Am 13. Juli ist ein novelliertes Tierschutzgesetz in Kraft getreten. Wer darin konkrete Aussagen zum Umgang mit Fischen erwartet, wird enttäuscht. Für den Gesetzgeber war die Fischfrage längst geklärt: Fische sind leidensfähige Wirbeltiere, die vor tierquälerischen Handlungen durch den Menschen geschützt werden müssen. Wer in Deutschland Wirbeltiere grundlos tötet oder ihnen erhebliche Schmerzen oder Leiden zufügt, dem drohen strafrechtliche Konsequenzen sowie empfindliche Geld- oder Haftstrafen. Nun ist die Frage neu aufgerollt worden, ob Fische tatsächlich in der Lage sind, Schmerzen zu empfinden oder im menschlichen Sinne zu leiden. Eine endgültige Antwort hätte weitreichende Konsequenzen für Millionen von Anglern, Fischern, Aquarianern, Fischzüchtern und Fischwissenschaftlern. Ein siebenköpfiges Forscherteam hat dazu allen wesentlichen Studien zum Thema Fischschmerz auf den Zahn gefühlt. Bei ihren Recherchen entdeckten die Wissenschaftler aus Europa, Kanada, Australien und den USA viele Mängel. Die Hauptkritikpunkte der Autorengruppe: Fischen fehlen wesentliche sinnesphysiologische Voraussetzungen für ein bewusstes Schmerzempfinden. Auch sind Verhaltensreaktionen von Fischen auf vermeintlich schmerzende Reize nach menschlichen Maßstäben bewertet und dadurch fehlinterpretiert worden. Der endgültige Beleg für das Schmerzempfinden bei Fischen steht noch aus.

So tickt der Mensch
Um den Tadel der Forscher nachvollziehen zu können, muss man zunächst verstehen, wie die Schmerzwahrnehmung beim Menschen funktioniert.

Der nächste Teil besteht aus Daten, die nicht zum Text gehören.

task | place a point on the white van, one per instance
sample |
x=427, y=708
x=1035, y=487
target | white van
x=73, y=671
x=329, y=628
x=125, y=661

Verletzungen erregen sogenannte Nozizeptoren. Diese Rezeptoren senden elektrische Signale über Nerven und das Rückenmark bis zur Großhirnrinde (Neokortex). Bei vollem Bewusstsein erfolgt hier die Weiterverarbeitung zu einem Schmerzempfinden. Allerdings muss selbst nach starken Verletzungen nicht zwangsläufig ein Schmerzerlebnis entstehen. Als Gefühlszustände können Schmerzen zum Beispiel durch Angstmachen verstärkt und auch ohne jede Gewebeschädigungen mental konstruiert werden. Umgekehrt kann jede Erregung der Nozizeptoren unbewusst verarbeitet werden, ohne dass der Organismus ein Schmerzerleben hat. Dieses Prinzip nutzt man beispielsweise bei der Narkose. Darum unterscheidet man in der Schmerzforschung zwischen bewusstem Schmerzempfinden und einer unbewussten Reizverarbeitung durch Nozizeption, die ihrerseits zu komplexen hormonellen Reaktionen, Verhaltensantworten und auch zum Erlernen von Vermeidungsreaktionen führen kann. Nozizeptive Reaktionen sind also niemals gleichzusetzen mit Schmerz, sie sind streng genommen auch keine Voraussetzung für Schmerz.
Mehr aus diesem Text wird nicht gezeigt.